7-Eleven owner will split into two to fend off $61.5 billion takeover bid

TOKYO – 7-Eleven owner Seven & i Holdings is embarking on its biggest-ever overhaul, betting that a bold breakup will help fend off an unsolicited takeover proposal from a smaller rival.

“We are going to speed up our transformation,” chief executive officer Ryuichi Isaka said in his first remarks since a buyout approach from Canada’s Alimentation Couche-Tard became public in August.

Seeking to restore profitability and focus more on convenience stores, Mr Isaka laid out a major revamp: “This plan is designed to bring out our strengths and achieve greater growth.”

Seven & i essentially unveiled a plan to split in two: One business would be focused on 7-Eleven, convenience stores and petrol stations, and the other would be a collection of 31 less profitable retail operations that might bring in strategic partners and eventually be listed separately.

The big question is if the move will be enough to win over any investors warming to Couche-Tard’s approach.

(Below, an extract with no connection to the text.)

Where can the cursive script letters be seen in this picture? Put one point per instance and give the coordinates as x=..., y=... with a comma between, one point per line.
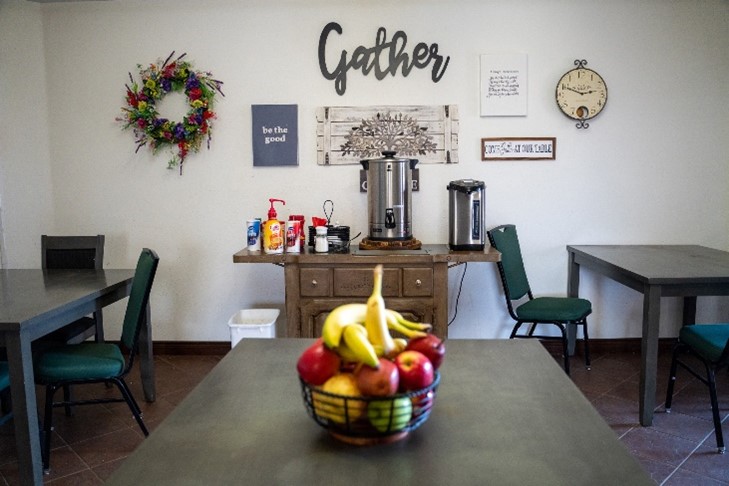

The potentially problematic backdrop to potential deal negotiations is that Seven & i’s core convenience store business is weakening, and it’s unclear if the retailer, which will also rename itself 7-Eleven – has a plan to address that.

The operating profit outlook for the 12 months to the end of February was cut to 403 billion yen (S$3.5 billion) on weaker convenience-store sales, falling short of a prior forecast for 545 billion yen and analysts’ average projection of 524 billion yen. Inflation is hitting spending among mid- and low-income shoppers, especially in the United States, the company said.

Mr Isaka said Seven & i will keep a minority stake in the retail business that will be split off and called York Holdings. An investor relations day is being planned for Oct 24 to provide more details on the initiative.